We got a room at the Alpine Motel. Nice little place and very biker friendly. We spent the evening exploring the gift shops, places to eat in town, and called it a night early so we could be up for the mountain morning sunrise. It was awesome just as I expected. We headed into the park after a light breakfast. The cool thing about going into Yellowstone is that you pay one price that covers 7 days and both parks, Yellowstone and Grand Teton.
See the ice? That is Beartooth Pass from below, a valley on the way down, and the last picture shows why they are called the Beartooth Mountains. See the peak? Looks like a Beartooth. Going into Yellowstone you pass through Ice Box Canyon. It comes by its name honestly, it was COLD coming through there. You rolled out of Ice Box Canyon and into Lamar Valley which rolls alongside of the Lamar River. Lamar Valley is where the animals are along with lots of fly fishing going on.
I don't understand people. There is signs all through the park that says use pull offs if your stopping, IE.. DON'T BLOCK THE ROADWAY! Ahh I guess no one reads those signs. Now please understand, I am on a air cooled motorcycle. That means not moving? No air. No air? Hot motorcycle. Hot motorcycle? Hot rider and not just from the heat. We are wearing long sleeve leather shirts and long finger gloves, most all day everyday, but that doesn't mean sitting still is comfortable.
The Northeast section of the park, as far as I am concerned, is the most beautiful part of the park. We spent the first day just driving the North end of the park. When you come in the NE gate, you travel along that road until you get to the Roosevelt Tower. This is where you can take the bus tours and gas up if you need. Gas stations are a long way in between so plan accordingly. We took a right and headed over towards Mammoth Hot Springs, which is really the only caldera feature on the North end.
You pass rivers and creeks that have the coldest, clearest water. You then roll down to Norris which is where the museum is along with places to eat, get gas, shop (their souvenier shop is NICE), and it is also where some of the employee housing is. A number of years ago I actually applied for jobs at the park just on a whim.

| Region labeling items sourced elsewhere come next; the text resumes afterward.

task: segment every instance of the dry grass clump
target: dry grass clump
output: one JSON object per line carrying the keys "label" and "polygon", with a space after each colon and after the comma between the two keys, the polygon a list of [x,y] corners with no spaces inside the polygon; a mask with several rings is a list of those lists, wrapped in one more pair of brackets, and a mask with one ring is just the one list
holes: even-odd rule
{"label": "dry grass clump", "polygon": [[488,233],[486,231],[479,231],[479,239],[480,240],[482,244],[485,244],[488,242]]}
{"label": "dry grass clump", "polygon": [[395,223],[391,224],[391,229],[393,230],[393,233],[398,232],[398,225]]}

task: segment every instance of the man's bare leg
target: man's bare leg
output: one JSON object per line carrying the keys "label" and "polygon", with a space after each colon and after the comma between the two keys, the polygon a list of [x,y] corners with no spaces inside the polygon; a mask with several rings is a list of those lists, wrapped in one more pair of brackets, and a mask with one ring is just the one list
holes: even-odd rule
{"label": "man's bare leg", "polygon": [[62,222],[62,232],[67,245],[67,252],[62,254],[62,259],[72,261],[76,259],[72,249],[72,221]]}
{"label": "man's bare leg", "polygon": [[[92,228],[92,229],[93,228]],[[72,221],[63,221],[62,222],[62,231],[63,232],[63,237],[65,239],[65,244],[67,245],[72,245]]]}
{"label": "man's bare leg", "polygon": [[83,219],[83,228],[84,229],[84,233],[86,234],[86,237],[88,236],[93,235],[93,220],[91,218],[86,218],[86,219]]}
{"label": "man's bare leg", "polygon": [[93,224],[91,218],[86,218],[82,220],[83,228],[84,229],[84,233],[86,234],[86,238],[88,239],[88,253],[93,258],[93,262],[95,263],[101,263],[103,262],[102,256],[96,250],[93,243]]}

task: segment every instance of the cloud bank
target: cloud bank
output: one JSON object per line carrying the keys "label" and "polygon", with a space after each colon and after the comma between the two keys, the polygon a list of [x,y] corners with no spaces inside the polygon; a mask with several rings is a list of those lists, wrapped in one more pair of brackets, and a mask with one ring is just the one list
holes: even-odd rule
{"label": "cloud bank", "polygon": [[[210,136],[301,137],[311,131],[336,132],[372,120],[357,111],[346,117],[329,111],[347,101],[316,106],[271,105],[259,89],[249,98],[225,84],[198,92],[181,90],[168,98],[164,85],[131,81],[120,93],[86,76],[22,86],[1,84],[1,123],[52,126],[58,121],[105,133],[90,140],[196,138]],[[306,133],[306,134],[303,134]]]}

Man, I wish I had gotten that job. They house you, feed you, on site medical clinic, and the most amazing work environment you can imagine.

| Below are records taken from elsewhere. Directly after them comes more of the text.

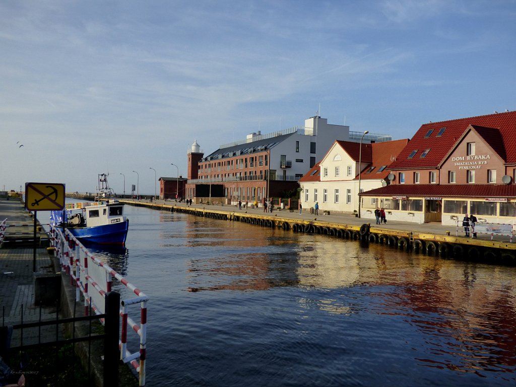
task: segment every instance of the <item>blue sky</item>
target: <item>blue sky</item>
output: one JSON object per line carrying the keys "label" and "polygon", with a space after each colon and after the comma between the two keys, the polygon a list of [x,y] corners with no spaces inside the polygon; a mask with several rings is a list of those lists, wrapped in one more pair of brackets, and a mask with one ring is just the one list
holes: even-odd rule
{"label": "blue sky", "polygon": [[395,139],[516,109],[514,0],[5,0],[0,15],[0,189],[90,191],[108,172],[153,194],[150,168],[186,176],[195,140],[209,154],[319,106]]}

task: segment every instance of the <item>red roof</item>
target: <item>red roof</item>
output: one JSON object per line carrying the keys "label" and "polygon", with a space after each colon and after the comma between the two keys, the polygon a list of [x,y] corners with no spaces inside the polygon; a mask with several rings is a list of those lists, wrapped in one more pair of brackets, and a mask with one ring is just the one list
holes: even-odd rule
{"label": "red roof", "polygon": [[392,184],[361,195],[446,198],[516,198],[515,184]]}
{"label": "red roof", "polygon": [[[516,164],[516,111],[508,111],[424,124],[391,165],[391,169],[438,168],[470,125],[506,164]],[[430,151],[421,158],[426,149]],[[408,158],[416,150],[417,152]]]}
{"label": "red roof", "polygon": [[321,168],[319,166],[319,164],[320,164],[320,162],[317,163],[315,165],[310,168],[307,173],[303,175],[301,179],[299,179],[299,182],[302,183],[303,182],[318,182],[320,180],[321,178]]}

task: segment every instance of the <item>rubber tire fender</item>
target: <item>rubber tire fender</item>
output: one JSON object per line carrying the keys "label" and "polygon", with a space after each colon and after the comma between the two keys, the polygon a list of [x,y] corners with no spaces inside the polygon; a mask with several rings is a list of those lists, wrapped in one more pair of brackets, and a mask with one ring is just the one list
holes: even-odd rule
{"label": "rubber tire fender", "polygon": [[430,240],[426,243],[426,253],[427,254],[435,254],[437,251],[437,246],[434,242]]}
{"label": "rubber tire fender", "polygon": [[360,235],[365,235],[366,234],[369,233],[369,224],[364,223],[361,226],[360,226]]}
{"label": "rubber tire fender", "polygon": [[398,248],[401,250],[408,250],[409,240],[404,236],[398,239]]}

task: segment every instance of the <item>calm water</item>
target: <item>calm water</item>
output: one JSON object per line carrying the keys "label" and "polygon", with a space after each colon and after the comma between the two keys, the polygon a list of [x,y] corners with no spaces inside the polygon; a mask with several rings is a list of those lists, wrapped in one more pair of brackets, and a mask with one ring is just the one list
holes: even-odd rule
{"label": "calm water", "polygon": [[126,214],[104,255],[150,297],[148,386],[516,385],[514,268]]}

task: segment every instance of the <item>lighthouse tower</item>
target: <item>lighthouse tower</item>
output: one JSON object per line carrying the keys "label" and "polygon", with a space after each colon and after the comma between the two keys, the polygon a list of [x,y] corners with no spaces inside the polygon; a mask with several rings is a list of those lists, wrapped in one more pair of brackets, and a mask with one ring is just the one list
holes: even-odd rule
{"label": "lighthouse tower", "polygon": [[196,140],[190,147],[190,149],[188,149],[187,163],[188,180],[199,179],[199,162],[201,161],[204,155],[204,153],[201,150],[201,147],[197,143],[197,140]]}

The park is shaped like a long oval with one road bisecting the middle gates, East and West. Part of that road from Madison to Norris was closed so we took a left and headed back up towards the NE gate through Canyon Village and Dunraven Pass. I have to say, there just isn't an ugly place in this park. We headed back to Cooke City for the night. We will explore the South end tomorrow.